Update: I was able to reproduce this issue even when gracefully leaving calls. If I delay the switch message for about half a second so that it comes after the detach from janus for the organizer when the user leaves, that mid will have no data.

For the not working case, we actually get a DTLS alert (line 1951) instead of in the working case we get a logger "Hanging up PeerConnection because of a Detach" (line 1830). The DTLS alert likely does a similar cleanup to get into that "Detaching handle from JANUS SIP plugin" message, which may be why we're seeing this bug.

Here is the janus-delay log for the scenario discussed above.

The videoroom is 196706758490 Line 4731: This is where janus does the detach Line 4802: because I added in the half second delay, the switch to dummy comes afterwards And once the user comes back the organizer sees no data on that mid.

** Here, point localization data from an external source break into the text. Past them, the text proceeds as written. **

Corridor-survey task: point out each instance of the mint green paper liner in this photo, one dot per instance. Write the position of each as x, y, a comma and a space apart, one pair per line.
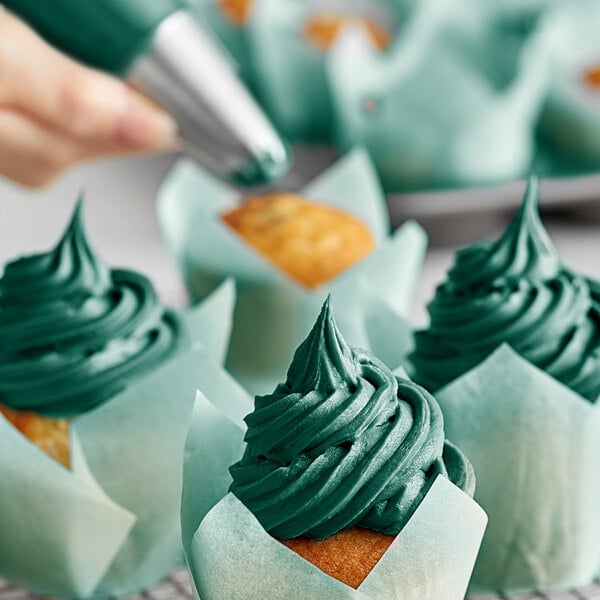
273, 313
231, 557
535, 446
110, 525
453, 103
571, 118
231, 36
290, 72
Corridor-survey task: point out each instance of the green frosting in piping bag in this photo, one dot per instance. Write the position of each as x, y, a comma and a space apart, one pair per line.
342, 442
73, 332
514, 291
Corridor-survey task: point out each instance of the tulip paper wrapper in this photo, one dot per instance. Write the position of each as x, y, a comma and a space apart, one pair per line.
292, 80
110, 524
571, 120
491, 79
232, 557
273, 313
535, 446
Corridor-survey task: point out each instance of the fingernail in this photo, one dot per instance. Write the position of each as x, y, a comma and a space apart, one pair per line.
142, 127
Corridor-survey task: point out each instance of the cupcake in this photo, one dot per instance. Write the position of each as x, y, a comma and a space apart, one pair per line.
95, 375
290, 43
571, 117
274, 309
74, 333
483, 61
309, 241
338, 462
514, 345
515, 291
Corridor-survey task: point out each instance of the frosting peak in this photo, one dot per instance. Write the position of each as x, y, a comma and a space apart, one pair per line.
524, 250
514, 291
324, 361
73, 332
353, 445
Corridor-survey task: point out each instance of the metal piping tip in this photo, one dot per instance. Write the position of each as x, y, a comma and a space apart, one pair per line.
222, 125
266, 168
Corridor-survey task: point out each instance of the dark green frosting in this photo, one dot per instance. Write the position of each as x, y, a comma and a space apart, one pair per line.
73, 332
343, 442
514, 291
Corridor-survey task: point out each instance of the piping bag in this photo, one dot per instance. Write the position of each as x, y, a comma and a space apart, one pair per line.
160, 47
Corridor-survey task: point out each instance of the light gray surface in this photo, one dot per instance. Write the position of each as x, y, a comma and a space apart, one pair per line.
121, 222
120, 217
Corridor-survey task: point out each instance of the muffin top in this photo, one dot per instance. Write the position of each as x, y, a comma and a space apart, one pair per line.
309, 241
73, 332
516, 291
342, 442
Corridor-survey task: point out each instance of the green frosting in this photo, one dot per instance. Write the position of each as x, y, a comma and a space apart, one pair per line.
73, 333
342, 443
514, 291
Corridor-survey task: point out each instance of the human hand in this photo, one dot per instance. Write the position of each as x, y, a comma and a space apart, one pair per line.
55, 112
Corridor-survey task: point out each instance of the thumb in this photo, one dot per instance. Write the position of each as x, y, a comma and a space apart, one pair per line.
38, 81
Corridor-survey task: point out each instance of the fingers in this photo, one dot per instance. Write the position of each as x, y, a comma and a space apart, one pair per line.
33, 155
75, 101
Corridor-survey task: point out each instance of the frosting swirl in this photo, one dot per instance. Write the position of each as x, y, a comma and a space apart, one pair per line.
73, 333
342, 443
514, 291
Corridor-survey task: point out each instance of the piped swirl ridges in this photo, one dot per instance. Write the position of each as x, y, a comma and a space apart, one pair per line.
342, 443
73, 332
516, 291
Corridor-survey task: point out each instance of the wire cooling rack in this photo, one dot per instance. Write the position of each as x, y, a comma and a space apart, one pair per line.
177, 587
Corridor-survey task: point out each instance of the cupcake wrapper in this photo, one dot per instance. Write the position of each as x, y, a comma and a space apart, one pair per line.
273, 313
232, 37
292, 81
231, 556
110, 525
535, 446
571, 118
481, 132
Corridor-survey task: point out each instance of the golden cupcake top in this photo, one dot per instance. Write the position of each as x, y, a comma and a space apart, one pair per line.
323, 30
236, 12
309, 241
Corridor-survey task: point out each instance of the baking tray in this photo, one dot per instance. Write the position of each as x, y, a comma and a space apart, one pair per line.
456, 216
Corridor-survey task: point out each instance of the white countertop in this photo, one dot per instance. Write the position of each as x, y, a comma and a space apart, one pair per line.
121, 224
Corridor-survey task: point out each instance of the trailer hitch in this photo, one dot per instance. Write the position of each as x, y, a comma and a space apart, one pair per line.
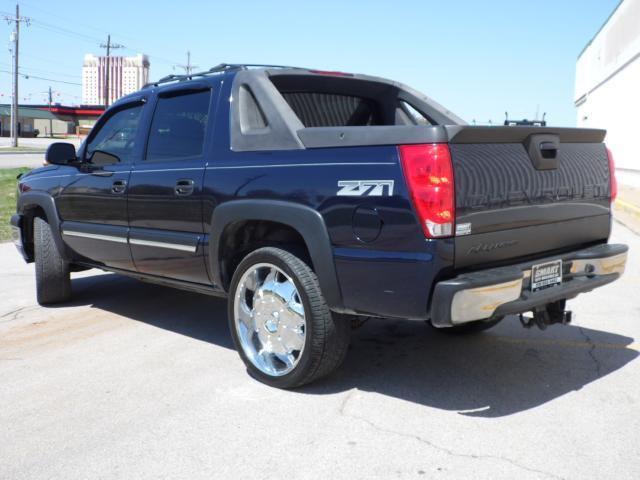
546, 315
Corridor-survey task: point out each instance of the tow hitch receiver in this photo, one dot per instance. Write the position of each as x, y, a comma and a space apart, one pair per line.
547, 315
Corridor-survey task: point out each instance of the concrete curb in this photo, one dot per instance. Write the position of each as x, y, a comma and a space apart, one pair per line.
36, 152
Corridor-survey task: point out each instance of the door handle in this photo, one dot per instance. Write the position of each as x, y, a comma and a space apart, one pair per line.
184, 187
119, 186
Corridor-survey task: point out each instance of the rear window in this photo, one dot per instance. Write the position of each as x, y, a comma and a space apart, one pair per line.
315, 109
343, 101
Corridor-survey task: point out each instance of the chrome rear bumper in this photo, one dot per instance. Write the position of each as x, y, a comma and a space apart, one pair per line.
506, 290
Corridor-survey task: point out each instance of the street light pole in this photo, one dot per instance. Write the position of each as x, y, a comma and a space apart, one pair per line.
108, 46
16, 72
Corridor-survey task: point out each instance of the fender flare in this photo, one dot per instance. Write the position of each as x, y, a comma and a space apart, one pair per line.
47, 203
305, 220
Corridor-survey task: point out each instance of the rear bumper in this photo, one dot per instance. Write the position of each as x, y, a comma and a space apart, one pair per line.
16, 234
506, 290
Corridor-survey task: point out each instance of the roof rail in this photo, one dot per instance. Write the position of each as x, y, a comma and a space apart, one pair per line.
222, 67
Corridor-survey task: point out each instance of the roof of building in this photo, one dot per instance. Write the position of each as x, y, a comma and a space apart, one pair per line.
28, 112
600, 29
54, 112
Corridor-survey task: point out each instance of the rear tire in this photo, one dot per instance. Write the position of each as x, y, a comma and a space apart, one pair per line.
471, 328
280, 322
53, 281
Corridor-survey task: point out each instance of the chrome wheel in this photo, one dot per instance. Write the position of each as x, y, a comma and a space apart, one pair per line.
269, 319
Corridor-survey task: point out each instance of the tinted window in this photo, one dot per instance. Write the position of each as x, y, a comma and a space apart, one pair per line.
332, 110
178, 126
117, 135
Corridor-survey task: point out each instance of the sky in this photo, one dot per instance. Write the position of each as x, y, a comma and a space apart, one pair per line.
477, 58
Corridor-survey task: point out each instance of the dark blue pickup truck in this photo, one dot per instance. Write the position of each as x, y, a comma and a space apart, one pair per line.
312, 199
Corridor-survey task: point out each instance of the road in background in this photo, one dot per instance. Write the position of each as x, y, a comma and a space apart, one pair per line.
18, 160
134, 380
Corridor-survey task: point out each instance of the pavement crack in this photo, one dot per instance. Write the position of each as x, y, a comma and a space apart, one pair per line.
343, 412
345, 400
592, 348
13, 314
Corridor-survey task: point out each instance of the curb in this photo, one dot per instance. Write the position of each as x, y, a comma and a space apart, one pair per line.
36, 152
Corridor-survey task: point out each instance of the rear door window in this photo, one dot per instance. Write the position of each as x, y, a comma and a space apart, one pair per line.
178, 127
117, 135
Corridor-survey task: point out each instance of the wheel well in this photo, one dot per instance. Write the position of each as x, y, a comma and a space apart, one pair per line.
241, 238
29, 213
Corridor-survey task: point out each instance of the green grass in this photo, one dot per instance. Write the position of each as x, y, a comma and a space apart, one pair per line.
8, 199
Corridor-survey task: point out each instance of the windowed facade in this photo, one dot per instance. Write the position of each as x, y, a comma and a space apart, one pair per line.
178, 127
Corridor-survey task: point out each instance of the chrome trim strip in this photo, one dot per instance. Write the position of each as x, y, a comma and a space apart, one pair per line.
95, 236
171, 246
327, 164
167, 170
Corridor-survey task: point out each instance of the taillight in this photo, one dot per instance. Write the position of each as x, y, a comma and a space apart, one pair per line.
429, 175
613, 183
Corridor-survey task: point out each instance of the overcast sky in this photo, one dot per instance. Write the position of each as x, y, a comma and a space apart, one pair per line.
478, 58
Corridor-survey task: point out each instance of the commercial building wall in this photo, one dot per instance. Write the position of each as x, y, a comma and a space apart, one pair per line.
608, 84
126, 75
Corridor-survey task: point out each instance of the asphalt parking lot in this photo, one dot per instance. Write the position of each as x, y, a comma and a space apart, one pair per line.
139, 381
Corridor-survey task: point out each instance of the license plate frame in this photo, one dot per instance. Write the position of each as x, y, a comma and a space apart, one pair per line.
546, 275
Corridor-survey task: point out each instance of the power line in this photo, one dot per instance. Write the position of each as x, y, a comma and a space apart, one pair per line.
35, 77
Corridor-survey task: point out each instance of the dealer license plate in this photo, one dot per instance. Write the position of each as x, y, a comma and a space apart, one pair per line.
545, 275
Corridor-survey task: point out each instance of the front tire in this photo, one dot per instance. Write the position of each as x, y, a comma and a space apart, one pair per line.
280, 322
53, 280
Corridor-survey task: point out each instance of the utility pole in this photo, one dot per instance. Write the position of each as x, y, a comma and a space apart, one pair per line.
50, 119
16, 72
109, 46
188, 68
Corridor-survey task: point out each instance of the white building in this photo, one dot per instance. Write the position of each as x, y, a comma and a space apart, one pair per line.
126, 75
608, 83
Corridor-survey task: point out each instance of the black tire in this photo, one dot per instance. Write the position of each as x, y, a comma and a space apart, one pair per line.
53, 281
471, 327
326, 335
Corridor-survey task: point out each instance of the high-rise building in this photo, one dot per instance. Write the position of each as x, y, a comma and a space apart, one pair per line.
126, 75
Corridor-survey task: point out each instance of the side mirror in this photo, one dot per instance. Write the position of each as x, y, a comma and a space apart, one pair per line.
103, 159
60, 153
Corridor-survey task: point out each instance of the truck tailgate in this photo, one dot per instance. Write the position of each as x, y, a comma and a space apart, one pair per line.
524, 191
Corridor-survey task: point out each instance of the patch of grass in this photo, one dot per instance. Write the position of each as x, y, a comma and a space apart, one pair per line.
8, 184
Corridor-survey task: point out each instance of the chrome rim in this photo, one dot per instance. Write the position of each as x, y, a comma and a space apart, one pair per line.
269, 319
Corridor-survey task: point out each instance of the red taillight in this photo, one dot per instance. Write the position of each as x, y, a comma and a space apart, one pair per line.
429, 175
613, 183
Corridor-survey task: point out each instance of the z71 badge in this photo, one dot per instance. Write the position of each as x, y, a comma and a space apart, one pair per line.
365, 188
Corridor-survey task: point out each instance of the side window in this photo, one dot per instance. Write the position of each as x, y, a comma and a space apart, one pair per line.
178, 126
117, 135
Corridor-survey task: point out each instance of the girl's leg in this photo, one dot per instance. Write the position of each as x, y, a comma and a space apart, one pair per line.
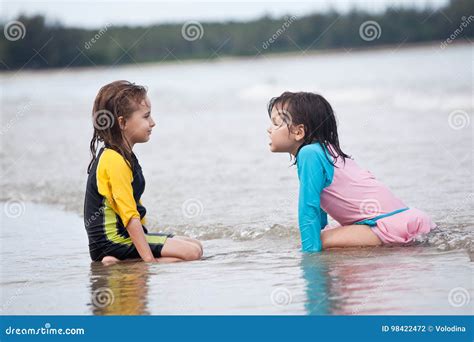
185, 238
182, 249
109, 260
349, 236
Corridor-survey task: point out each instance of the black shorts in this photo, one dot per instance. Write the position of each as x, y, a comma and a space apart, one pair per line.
123, 252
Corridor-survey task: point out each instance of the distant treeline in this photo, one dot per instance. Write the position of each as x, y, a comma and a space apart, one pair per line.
33, 42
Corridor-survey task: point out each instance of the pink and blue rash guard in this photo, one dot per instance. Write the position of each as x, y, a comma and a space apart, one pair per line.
346, 192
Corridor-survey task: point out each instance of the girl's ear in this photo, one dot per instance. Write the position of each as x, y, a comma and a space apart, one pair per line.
299, 132
121, 121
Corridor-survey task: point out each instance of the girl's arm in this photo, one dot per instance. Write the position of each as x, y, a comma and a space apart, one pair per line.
137, 235
313, 179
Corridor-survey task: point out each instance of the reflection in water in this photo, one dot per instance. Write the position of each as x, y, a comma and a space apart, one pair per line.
318, 295
119, 289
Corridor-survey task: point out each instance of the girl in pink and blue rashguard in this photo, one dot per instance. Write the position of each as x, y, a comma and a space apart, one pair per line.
369, 214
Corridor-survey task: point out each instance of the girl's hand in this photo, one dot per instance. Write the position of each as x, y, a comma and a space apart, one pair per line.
135, 230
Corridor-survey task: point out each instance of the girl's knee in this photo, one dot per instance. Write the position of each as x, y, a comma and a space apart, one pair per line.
109, 260
192, 252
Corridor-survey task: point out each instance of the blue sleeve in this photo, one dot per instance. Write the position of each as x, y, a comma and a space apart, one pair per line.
312, 172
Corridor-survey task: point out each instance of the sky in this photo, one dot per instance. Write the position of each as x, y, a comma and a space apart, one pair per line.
92, 14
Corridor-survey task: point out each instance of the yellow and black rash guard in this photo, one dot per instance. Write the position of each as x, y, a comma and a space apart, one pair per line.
112, 199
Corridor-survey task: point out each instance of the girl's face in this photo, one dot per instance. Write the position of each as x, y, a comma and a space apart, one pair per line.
137, 128
284, 136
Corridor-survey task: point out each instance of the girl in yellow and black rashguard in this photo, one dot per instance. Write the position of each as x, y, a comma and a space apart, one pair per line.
114, 215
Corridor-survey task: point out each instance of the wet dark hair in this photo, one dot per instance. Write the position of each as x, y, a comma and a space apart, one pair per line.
119, 98
316, 115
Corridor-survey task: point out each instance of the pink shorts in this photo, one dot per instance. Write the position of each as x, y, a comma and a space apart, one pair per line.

phwang4 commented 1 year ago

Update: I figured out the issue. I noticed that I was getting an extra sdp offer after the switch request that I wasn't doing anything with, and from the janus videoroom docs:

Notice that, while a switch request usually doesn't require a renegotiation, it MIGHT trigger one nevertheless

I had disregarded this initially since the case mentioned wasn't relevant (had dummy publishers so the subscriber streams would be active), but this seems to be one of those cases where it is getting triggered anyway. So after doing a renegotiation the video is flowing properly now.